Innovate Mound sends representatives to Washington D.C.
Public and private interests presented in meetings with federal government
Local leaders traveled today to Washington D.C. to advocate on behalf of Innovate Mound, an infrastructure project designed to transform Mound Road between I-696 and M-59 into a state-of-the-art corridor.
The purpose of the trip is to provide influencers and decision makers with details about the planned project as well as an opportunity to meet business leaders who rely on Mound Road for everyday operations. Key talking points will include the multi-modal improvements and Intelligent Transportation Systems integrations; the importance of the defense corridor to the local and national economies; and impact of critical infrastructure on safety, jobs and business development.
“Our representation as a united front is critical to the success of this project moving forward,” said County Executive Mark A. Hackel. “The cities of Warren and Sterling Heights, together with Macomb County, will have delegates on behalf of the public. We’re pleased to have many key players from our local business community participating as well.

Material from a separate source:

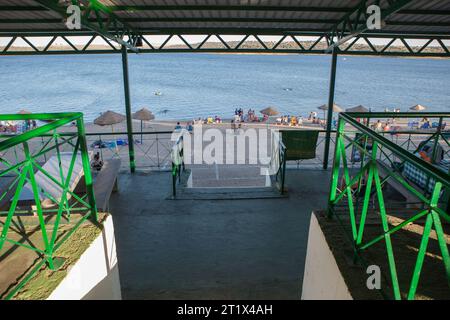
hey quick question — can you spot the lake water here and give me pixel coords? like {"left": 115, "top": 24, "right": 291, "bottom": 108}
{"left": 0, "top": 53, "right": 449, "bottom": 121}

We have all the right elements in order and it is now time to build our personal relationships.”
Others involved in the trip include Sterling Heights Mayor Michael Taylor; Alison Jones, director of Government Relations for Ford Motor Company; Valerie Knol, manager of State and Local Government Relations for Fiat-Chrysler Automobiles; Ron Lamparter, chairman of the Defense Corridor Center for Collaboration and Synergy (DC3S); Ron Klinger, vice president of AM Specialties, Inc. and KB Tool & Die, Inc.; and others.
Meetings have been scheduled with the Office of Infrastructure Finance and Innovation to discuss TIGER/FASTLANE grants as well as funding for Defense Access Roads. Additional meetings have been scheduled with elected officials including Sen. Debbie Stabenow, Sen. Gary Peters, Rep. Sander Levin and Rep. Paul Mitchell.
Innovate Mound officially kicked off in December 2016. The design considerations tentatively in place for this project include complete roadway surface reconstruction, widening north of 17 Mile Road, landscaping, lighting, signs, driveway controls, additions of non-motorized facilities, 10-foot-wide safety path along the bike trail or corridor, connections to trail network and improvements to transit stops. This corridor could also be equipped with smart-street technology to include computerized traffic signal systems, real-time traffic speed monitoring, cameras, communications to signals and more. This technology would be able to increase emergency management and enhance safety and mobility.
The cost of the planned improvements is an estimated $217 million.